I will also try to spend as little money as humanly possible, as it is sooooo expensive. But I'm going to Harrod's, man! You can buy DOGS there, and CARS. We shall see what I come back with.

And I will try out Douglas Adams's advice on making tea*. I'll see if I can understand what the shouting's been about.

* This is much better than Captain Picard's way of making tea, which is a little pansyish, you've got to admit...

Saturday, February 12, 2005

Did You Know

that if you apply a layer of shaving cream to your bathroom mirror it'll leave some sort of residue that prevents the mirror from fogging over for several weeks' worth of showers?

Hot Tip courtesy my mom, though she could have gotten it from Queer Eye which means everybody thinks I'm stupid for posting it in the year 2005. I say bring it on. I'll beat ya.

Keeping the Fire Away From My Face From Now On

Because it's Saturday night and I told this guy I would head out on the town though I don't want to because I am anxious and timid and just want real friends that I don't have to pretend I'm having fun with, I have been playing with matches for the last 50 minutes.

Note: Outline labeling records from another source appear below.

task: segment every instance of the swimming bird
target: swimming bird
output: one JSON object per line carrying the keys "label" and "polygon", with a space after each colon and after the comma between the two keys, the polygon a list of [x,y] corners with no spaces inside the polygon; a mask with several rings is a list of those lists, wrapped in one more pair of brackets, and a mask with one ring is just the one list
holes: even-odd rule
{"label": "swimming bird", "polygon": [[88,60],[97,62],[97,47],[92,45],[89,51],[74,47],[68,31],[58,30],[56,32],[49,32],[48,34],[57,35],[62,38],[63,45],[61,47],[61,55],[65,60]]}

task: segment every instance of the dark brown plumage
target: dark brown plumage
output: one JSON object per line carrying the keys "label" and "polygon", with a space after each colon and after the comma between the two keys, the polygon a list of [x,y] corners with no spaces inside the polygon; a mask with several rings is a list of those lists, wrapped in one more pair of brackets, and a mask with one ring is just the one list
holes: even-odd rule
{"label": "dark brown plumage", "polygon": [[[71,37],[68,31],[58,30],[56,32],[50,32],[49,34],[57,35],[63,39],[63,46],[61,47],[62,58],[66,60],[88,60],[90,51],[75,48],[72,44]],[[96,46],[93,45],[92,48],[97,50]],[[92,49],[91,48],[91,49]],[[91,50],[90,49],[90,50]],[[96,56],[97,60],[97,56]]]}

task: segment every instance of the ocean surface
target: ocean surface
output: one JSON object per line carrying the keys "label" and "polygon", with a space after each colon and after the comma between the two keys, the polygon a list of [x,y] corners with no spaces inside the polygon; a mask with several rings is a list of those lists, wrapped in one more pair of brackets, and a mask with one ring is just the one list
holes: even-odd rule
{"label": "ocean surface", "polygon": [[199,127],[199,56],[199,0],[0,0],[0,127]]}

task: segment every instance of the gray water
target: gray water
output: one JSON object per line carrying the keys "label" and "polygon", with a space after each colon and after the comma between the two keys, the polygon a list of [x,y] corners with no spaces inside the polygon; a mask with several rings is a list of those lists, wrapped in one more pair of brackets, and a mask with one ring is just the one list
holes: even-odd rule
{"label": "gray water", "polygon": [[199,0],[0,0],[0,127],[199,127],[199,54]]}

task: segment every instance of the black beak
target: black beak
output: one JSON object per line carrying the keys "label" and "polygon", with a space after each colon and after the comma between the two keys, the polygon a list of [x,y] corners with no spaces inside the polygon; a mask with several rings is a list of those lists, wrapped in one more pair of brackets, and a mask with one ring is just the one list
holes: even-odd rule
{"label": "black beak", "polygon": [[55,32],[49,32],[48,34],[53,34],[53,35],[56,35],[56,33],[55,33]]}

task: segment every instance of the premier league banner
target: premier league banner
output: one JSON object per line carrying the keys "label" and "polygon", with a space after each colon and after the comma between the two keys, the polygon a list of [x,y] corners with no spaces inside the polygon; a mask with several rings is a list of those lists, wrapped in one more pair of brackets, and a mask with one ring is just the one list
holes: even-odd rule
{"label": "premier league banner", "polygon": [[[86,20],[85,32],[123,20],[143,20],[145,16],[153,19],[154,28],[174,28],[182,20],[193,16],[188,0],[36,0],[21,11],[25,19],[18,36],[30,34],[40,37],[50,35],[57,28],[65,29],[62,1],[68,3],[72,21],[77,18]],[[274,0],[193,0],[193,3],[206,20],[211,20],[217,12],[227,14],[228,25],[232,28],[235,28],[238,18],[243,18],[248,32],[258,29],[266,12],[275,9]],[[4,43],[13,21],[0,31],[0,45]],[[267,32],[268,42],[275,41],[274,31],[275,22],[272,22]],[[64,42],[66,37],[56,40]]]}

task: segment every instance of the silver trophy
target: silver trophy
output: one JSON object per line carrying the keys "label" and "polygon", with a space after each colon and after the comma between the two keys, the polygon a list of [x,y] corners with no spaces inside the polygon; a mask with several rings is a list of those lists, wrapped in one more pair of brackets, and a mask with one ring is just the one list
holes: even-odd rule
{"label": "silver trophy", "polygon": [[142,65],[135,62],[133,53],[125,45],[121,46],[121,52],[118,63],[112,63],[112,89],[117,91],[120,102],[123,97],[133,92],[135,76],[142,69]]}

I'm having fun with combination burns and delayed secondary-flare effects and stuff when I decide to grip a match with my teeth so it's poking out of my mouth like a hick toothpick and light that bitch with the flame from another match. And people, it was fucking TERRIFYING. How do you smokers do that? I never thought about that before - there's FIRE and it's on its way to your NOSE, then your brainpan probably after. FEAR!

Furthermore: In the USA I have friends who are reliably weird, and this makes me feel free to do whatever. I have one friend who, if you tell him to try to flag down a taxi by waving his bare dick at it, he will say "it's me" and do it because he is a crazy bastard. I have one friend who really enjoyed shooting at everybody's feet during high school archery and we still like him anyway. I have one friend who graffitied my house once with the words INADEQUATE PANTS and actually stole a five foot tall replica of Ralph Nader's head. I have one friend who is a girl now even though she wasn't a girl before and the biggest problem with it is pronouns. I have one friend who helped me out of a rough spot one night by THROWING a baby past my line of sight and into a closed door and then following himself (also airborne), landing ON said baby and then doling out righteous physical punishment to the thing. I should note that this was a DOLL baby, a model baby if you will, but it did have a bullseye painted on its ass in red.

When you've got these sorts of people around, you tend not to worry about how weird you are because hey, weird is already covered.

But when they're gone? Well, I, for one, don't really know exactly how to deal with people that are perfectly nice and normal. I keep waiting for somebody to throw a baby here in France, but it hasn't happened yet.

Friday, February 11, 2005


I haven't posted for a long time and it's because I spent all that time FREAKING OUT. I freaked myself out of my skin and back and let me tell you it wasn't worthwhile at all.

I'd tell you all about it but it's boring - short version is that being timid gets compounded by being in a weird environment, and eventually all your friends are fictional.

So why not just haul off and blog like nobody's watching? Yeah, we'll just see about that.